Familia was arrested in October following an incident at his home. Criminal charges were dropped in December. As we know, however, MLB’s domestic violence policy does not require criminal proceedings to be commenced, let alone completed, before the leveling of league punishment. MLB has been investigating the incident for the past several months.

Familia saved 51 games for the Mets last year while posting a 2.55 ERA. The Mets are expecting Addison Reed to fill in at closer until he returns.

Familia has released a statement:

Today, I accepted a 15-game suspension from Major League Baseball resulting from my inappropriate behavior on October 31, 2016. With all that has been written and discussed regarding this matter, it is important that it be known that I never physically touched, harmed or threatened my wife that evening. I did,however, act in an unacceptable manner and am terribly disappointed in myself. I am alone to blame for the problems of that evening.

My wife and I cooperated fully with Major League Baseball’s investigation, and I’ve taken meaningful steps to assure that nothing like this will ever happen again. I have learned from this experience, and have grown as a husband, a father, and a man.

I apologize to the Mets’ organization, my teammates, and all my fans. I look forward to rejoining the Mets and being part of another World Series run. Out of respect for my teammates and my family, I will have no further comment.

Major League Baseball Commissioner Rob Manfred has a statement as well:

My office has completed its investigation into the events leading up to Jeurys Familia’s arrest on October 31, 2016.  Mr. Familia and his wife cooperated fully throughout the investigation, including submitting to in-person interviews with MLB’s Department of Investigations.  My office also received cooperation from the Fort Lee Municipal Prosecutor.  The evidence reviewed by my office does not support a determination that Mr. Familia physically assaulted his wife, or threatened her or others with physical force or harm, on October 31, 2016.  Nevertheless, I have concluded that Mr. Familia’s overall conduct that night was inappropriate, violated the Policy, and warrants discipline.

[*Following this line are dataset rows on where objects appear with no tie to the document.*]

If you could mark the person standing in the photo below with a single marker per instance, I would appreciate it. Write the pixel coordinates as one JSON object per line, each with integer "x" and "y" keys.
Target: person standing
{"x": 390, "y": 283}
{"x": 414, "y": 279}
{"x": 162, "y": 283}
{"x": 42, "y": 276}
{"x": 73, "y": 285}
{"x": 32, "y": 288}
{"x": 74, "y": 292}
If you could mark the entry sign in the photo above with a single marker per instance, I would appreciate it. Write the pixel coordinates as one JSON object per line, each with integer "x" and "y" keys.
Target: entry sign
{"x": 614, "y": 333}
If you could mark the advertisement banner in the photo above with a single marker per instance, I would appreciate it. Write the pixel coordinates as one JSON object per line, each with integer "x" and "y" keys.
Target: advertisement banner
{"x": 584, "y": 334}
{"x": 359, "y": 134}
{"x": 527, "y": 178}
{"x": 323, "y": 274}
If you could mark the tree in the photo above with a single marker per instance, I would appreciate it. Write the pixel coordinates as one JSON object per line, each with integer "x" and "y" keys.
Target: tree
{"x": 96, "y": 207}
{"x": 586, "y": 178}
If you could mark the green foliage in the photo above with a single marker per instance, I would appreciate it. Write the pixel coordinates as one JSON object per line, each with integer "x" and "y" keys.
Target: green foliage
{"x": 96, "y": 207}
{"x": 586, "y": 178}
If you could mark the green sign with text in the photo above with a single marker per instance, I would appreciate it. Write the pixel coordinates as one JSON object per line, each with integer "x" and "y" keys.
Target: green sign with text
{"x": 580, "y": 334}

It is clear that Mr. Familia regrets what transpired that night and takes full responsibility for his actions.  Mr. Familia already has undergone 12 ninety-minute counseling sessions with an approved counselor specializing in the area of domestic violence, and received a favorable evaluation from the counselor regarding his willingness to take concrete steps to ensure that he is not involved in another incident of this type.  Further, he has agreed to speak to other players about what he has learned through this process, and to donate time and money to local organizations aimed at the prevention of, and the treatment of victims of, domestic violence.